Opening night of The Promise never draws a huge crowd, they tell me. School hasn’t yet let out, and the summer tour season starts later in the month. About 800 or so people show up the first Friday, mostly older folks and families, in ball caps and windbreakers and sneakers. They applaud not only at the ends of songs but at important moments for Jesus–when he drives back Satan, when he heals the little dead girl, when he raises Lazarus–as if they were the trickier moves of a figure skater. This, according to the people who run The Promise, is what the show is all about: making Jesus’ life and deeds immediate to the audience. “Our traditions have tended to isolate us from the Jesus figure, as a divinity who is distant or remote,” says David Sanders, CEO of Promise Productions. “I believe and our people believe that Jesus was a real man and that he had real feelings and real emotions and experiences. You have to attribute these to Jesus if you’re going to understand who he is and what he did.” According to Humphrey, The Promise is part of a larger trend: More and more churches are incorporating theatrical elements into their services. “We’re at the dawn of a new revolution of worship in churches today,” he says, “with not just the same old evangelical mode of singing and preaching, the same old hymns. Now we’re seeing blended worship, small group singing, drama, dance, finding ways that everyone can worship God.”

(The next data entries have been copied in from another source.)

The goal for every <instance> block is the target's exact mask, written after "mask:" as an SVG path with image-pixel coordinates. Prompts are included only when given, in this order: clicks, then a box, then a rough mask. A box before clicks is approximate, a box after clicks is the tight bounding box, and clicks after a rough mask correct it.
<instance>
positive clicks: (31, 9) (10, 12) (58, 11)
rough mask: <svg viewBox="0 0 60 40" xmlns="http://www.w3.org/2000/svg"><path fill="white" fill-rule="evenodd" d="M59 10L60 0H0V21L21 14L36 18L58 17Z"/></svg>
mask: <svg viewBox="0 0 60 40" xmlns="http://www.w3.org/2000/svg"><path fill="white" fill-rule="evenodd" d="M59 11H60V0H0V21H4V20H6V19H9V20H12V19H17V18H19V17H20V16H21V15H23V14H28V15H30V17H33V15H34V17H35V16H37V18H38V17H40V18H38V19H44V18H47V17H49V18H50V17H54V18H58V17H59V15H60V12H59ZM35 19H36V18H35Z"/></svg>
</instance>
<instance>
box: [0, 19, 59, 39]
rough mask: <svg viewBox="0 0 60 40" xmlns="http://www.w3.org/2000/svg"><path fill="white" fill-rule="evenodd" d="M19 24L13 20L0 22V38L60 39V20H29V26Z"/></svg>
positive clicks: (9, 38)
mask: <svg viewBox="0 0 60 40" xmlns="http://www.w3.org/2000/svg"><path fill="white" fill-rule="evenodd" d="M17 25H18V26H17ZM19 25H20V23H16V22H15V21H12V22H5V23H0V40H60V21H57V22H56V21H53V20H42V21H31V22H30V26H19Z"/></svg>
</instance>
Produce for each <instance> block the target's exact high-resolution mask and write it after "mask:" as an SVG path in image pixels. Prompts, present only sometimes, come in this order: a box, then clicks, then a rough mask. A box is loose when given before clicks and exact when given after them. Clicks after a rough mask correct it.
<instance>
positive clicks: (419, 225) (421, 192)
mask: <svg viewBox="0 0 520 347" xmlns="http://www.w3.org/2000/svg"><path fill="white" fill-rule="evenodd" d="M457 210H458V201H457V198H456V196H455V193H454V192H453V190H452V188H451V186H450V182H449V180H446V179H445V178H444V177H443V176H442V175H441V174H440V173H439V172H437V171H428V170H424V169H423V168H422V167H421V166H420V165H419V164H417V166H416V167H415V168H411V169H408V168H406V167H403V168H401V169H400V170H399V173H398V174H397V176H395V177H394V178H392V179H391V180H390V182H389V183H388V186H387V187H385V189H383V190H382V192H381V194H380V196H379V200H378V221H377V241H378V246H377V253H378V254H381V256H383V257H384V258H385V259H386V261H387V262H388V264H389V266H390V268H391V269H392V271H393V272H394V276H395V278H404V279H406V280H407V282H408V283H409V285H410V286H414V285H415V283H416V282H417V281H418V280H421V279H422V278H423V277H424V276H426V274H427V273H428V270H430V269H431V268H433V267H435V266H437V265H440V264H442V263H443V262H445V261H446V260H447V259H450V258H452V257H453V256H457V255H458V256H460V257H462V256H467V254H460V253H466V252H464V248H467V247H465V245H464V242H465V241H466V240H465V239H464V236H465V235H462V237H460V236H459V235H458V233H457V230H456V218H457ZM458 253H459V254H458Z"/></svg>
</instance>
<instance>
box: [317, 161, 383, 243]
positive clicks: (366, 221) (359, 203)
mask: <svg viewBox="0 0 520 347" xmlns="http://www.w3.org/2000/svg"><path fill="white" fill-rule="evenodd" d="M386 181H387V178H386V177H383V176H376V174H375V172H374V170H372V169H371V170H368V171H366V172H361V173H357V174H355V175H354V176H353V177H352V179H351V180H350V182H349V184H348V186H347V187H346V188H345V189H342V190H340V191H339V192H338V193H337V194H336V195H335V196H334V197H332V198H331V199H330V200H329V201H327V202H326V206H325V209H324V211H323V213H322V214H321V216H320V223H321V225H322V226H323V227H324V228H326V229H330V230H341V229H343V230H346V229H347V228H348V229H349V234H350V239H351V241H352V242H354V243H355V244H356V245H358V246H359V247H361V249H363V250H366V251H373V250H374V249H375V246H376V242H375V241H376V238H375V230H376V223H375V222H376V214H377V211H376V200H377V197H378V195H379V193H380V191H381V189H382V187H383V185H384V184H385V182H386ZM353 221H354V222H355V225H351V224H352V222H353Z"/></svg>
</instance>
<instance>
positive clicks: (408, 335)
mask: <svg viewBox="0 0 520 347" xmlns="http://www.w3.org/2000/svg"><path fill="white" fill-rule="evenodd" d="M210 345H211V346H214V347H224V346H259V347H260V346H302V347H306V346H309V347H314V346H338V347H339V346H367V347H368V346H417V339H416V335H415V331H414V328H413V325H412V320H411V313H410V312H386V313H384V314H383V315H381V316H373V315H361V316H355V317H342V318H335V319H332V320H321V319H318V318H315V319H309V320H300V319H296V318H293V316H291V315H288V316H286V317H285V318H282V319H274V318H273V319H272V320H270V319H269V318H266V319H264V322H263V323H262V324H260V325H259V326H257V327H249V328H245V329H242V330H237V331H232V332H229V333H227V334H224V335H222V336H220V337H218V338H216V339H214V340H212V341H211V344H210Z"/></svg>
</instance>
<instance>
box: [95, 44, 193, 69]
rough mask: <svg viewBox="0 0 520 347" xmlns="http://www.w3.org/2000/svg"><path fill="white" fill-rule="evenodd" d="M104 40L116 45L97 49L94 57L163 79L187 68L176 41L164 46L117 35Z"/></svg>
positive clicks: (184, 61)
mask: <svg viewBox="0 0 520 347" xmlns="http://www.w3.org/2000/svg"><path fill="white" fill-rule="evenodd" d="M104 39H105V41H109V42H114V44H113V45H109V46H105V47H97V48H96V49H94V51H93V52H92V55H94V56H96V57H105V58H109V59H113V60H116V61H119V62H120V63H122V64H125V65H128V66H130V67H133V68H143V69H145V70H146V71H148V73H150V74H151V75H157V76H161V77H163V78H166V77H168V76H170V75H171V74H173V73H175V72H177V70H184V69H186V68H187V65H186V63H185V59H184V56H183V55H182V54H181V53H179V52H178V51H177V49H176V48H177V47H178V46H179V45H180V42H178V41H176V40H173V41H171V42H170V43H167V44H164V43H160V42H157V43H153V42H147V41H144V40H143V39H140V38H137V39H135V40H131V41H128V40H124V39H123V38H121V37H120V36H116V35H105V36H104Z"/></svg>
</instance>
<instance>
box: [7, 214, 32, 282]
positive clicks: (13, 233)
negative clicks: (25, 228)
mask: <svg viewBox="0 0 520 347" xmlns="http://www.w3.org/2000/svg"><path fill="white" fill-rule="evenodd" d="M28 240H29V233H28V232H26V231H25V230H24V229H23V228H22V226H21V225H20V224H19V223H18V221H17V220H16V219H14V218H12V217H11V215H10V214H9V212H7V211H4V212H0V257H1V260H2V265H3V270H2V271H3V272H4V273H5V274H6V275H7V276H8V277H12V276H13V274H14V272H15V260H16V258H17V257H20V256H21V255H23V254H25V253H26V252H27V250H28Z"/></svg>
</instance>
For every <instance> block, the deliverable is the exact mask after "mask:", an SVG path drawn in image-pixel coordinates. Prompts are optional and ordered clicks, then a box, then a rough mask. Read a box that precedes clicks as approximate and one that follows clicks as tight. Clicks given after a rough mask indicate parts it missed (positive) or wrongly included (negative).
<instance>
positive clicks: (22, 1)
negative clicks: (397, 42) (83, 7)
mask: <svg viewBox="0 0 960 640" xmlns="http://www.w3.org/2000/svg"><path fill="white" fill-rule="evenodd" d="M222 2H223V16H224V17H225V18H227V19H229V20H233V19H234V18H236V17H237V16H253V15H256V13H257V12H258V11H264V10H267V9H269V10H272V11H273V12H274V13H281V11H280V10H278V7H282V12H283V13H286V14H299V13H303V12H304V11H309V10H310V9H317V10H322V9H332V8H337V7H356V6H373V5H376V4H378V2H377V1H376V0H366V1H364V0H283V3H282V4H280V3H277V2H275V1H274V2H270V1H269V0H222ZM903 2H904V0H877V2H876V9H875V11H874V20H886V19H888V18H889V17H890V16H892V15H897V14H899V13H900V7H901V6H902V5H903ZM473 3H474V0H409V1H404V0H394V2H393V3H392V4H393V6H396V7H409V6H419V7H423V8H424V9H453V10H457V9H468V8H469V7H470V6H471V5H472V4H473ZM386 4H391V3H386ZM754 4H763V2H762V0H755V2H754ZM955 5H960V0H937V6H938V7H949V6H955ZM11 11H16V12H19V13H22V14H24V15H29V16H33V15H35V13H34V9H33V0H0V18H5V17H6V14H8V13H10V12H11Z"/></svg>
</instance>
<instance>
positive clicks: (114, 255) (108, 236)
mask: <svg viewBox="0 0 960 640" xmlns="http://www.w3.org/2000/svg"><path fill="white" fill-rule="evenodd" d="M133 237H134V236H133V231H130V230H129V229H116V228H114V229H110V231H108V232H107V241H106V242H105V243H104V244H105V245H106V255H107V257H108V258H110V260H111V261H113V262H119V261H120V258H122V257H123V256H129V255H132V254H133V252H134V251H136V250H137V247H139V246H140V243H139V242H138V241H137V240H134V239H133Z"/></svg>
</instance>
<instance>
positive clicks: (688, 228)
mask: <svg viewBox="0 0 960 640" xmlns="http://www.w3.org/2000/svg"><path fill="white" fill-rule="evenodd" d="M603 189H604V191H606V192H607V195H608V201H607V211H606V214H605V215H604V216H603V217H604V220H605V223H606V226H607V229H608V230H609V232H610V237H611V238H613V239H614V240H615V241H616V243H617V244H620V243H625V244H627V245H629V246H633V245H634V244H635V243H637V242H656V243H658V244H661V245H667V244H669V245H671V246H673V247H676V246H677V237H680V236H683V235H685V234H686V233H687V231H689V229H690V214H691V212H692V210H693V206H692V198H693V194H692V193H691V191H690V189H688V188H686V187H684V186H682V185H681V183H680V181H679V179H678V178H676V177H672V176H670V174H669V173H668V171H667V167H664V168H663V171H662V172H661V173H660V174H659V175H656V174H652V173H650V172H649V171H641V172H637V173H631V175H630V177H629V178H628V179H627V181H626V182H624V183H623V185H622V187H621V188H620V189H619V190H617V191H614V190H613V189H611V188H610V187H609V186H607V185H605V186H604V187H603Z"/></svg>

Humphrey’s innovation has been to weave old-style musical elements into the Jesus story. An example is “Peter’s Song,” which the disciple Peter sings after Jesus bids farewell to him and the other disciples. He comes out on stage alone, at night, the moat glimmering in the artificial moonlight, and sings what is essentially a love ballad, strongly reminiscent of songs from old musicals-only with “I remember the first time I saw Jesus,” substituted for “I just met a girl named Maria.” Of course, the adhering to musical convention can only go so far. (There is not, for example, a scene of Jesus singing “I Feel Pretty.”) By the end of the song, Peter is bemoaning Christ’s departure, and the dark sequence leading to the crucifixion is at hand.
The passion play has long roots. In England during the fourteenth and fifteenth centuries, goldsmiths and tailors and shearers and other craftsmen would stage mystery cycles–a series of short plays taken from the Bible–honoring the guilds and the city. The groups of plays for which written versions have survived are known by city of origin: the York Cycle, the Wakefield Cycle, the Coventry Cycle. They would include plays representing Christ’s passion: his suffering, crucifixion, and resurrection; they were performed on large wooden carts, at a number of stations within the city.
The Promise seems a far cry from short plays on carts, but in the end, not so far. On the sunny morning after the show’s season premiere, the annual Somervell County March for Jesus paraded through Glen Rose. Allen Conley, who plays Peter in The Promise, shared the back of a pickup truck with two large loudspeakers, driving ahead of a crowd of about 70 marchers holding balloons and flags, and another few seniors sitting in chairs on the back of a car-drawn trailer. They strolled past the antique shops and hotels of the downtown square, as a catchy funk beat and guitar played in the background, and Conley directed the singing: Hail, Jesus you are my king… Your life leads me to sing. I’ll praise you all our days… Perfect in all your ways….
A cheerful group, on a gorgeous day. I was tempted to join them, but instead I let them pass, returned to my car, and drove back to Austin.